As an added benefit, every donor receives a voucher for a free shoe rental and game of bowling at the alley.

Donors who register before the drive are taken first. Walk-ins are welcome and will be accommodated as soon as possible, Woolshleger said.

The blood drive is being operated by the Armed Services Blood Program, which is based in Bethesda. Blood donated through the program is kept within the military community and is used on the battlefield and in DoD facilities.

"It's more of a direct conduit to the military community," Woolshleger said. "Being a military service member and loving the military, I know my blood product is going directly to serve a military person."

If the demand for blood is higher than the supply - normally the case, according to Woolshleger - the military must purchase blood from the Red Cross, at a cost of nearly $400 a unit, he said.

Duus donates blood as often as she can. Since she is a blood relative to a hemophiliac, her blood donations must go through an irradiation process to filter the blood in case it is transfused to her son.

"[Donating is] really vital," she said. "The benefits far outweigh the risk - it's a little poke."

The process takes between 45 minutes to an hour, and includes a blood test to check factors such as iron levels and a medical screening to ensure the donor can safely donate.

Donors must be in good health, weigh more than 110 pounds and be at least 17 years old.

However, there are a few precautions. People who have traveled to an area with malaria must wait one year before donating blood. In addition, depending on the location and length of time, potential donors who were in Europe may be prohibited from giving blood as well.

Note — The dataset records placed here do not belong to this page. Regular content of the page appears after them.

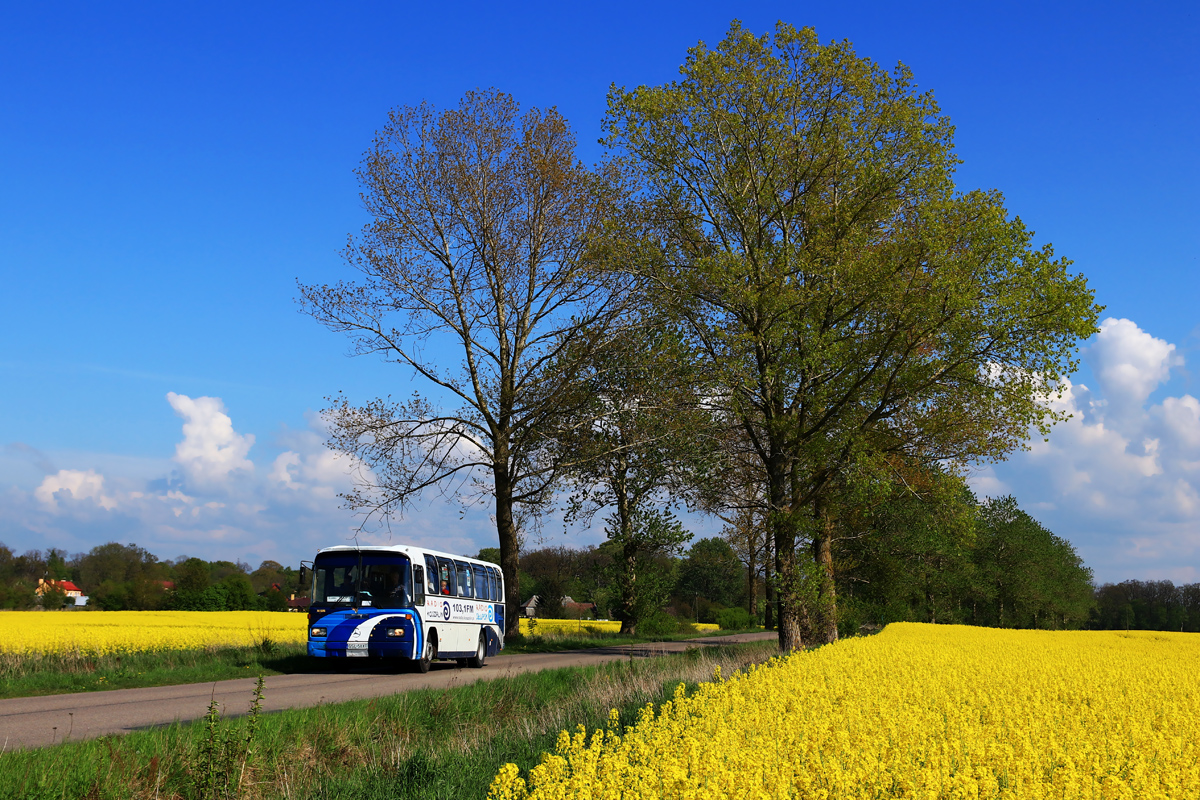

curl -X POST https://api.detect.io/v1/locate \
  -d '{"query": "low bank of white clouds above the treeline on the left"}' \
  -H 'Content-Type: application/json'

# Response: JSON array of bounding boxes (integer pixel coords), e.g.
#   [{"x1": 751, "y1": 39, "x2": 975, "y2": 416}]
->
[{"x1": 0, "y1": 392, "x2": 506, "y2": 564}]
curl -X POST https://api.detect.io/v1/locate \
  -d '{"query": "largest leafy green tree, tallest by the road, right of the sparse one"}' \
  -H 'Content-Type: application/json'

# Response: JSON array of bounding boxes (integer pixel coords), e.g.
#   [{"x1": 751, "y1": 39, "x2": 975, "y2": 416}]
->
[{"x1": 606, "y1": 23, "x2": 1098, "y2": 650}]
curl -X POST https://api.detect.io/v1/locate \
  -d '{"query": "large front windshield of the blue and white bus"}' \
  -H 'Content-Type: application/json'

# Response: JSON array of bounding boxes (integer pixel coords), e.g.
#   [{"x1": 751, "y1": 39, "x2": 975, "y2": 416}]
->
[{"x1": 312, "y1": 552, "x2": 413, "y2": 608}]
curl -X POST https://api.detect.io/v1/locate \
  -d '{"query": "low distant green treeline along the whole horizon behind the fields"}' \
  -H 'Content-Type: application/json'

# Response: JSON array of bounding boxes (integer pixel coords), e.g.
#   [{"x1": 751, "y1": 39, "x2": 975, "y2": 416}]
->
[{"x1": 0, "y1": 485, "x2": 1200, "y2": 636}]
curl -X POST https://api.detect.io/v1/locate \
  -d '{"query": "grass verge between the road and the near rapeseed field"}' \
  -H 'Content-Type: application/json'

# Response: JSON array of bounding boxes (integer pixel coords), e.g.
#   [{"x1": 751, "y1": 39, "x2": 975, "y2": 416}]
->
[{"x1": 0, "y1": 642, "x2": 776, "y2": 800}]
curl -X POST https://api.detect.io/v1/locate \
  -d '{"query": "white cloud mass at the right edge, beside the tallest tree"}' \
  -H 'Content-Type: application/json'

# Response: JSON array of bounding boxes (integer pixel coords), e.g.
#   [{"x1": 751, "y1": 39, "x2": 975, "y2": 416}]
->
[{"x1": 977, "y1": 319, "x2": 1200, "y2": 581}]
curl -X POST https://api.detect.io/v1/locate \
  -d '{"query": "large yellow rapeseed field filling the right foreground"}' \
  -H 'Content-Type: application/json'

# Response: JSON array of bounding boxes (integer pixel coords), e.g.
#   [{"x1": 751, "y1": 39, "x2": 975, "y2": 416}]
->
[{"x1": 488, "y1": 624, "x2": 1200, "y2": 800}]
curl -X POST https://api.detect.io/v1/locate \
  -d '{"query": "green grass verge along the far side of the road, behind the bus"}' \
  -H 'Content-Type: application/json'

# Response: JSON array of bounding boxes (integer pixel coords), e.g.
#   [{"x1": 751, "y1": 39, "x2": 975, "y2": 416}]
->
[{"x1": 0, "y1": 631, "x2": 763, "y2": 698}]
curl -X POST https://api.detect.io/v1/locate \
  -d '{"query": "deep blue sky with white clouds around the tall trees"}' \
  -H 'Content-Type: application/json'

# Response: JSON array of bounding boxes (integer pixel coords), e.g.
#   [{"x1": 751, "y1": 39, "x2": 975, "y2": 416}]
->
[{"x1": 0, "y1": 1, "x2": 1200, "y2": 581}]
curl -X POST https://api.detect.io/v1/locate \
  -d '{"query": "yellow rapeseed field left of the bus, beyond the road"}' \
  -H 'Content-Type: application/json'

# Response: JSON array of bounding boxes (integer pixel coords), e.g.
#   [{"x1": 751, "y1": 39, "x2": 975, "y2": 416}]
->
[{"x1": 0, "y1": 612, "x2": 308, "y2": 655}]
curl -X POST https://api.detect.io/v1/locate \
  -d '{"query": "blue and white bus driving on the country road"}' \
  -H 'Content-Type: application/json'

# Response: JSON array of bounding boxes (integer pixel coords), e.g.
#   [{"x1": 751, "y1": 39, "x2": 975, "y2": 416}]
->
[{"x1": 308, "y1": 545, "x2": 504, "y2": 673}]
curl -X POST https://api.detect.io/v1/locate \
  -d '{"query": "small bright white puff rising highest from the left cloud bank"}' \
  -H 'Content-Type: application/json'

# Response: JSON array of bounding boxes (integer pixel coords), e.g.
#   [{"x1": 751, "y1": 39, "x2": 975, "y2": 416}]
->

It is recommended that donors eat a full breakfast prior to donating, Woolshleger said.

Duus said donating blood is rewarding. "It makes you feel like you're doing something more than just your job," she said.

Woolshleger agreed. "A lot of people come into the military because of a great respect and honor for this country," he said "Giving blood is just another daily opportunity to serve your country in a different way."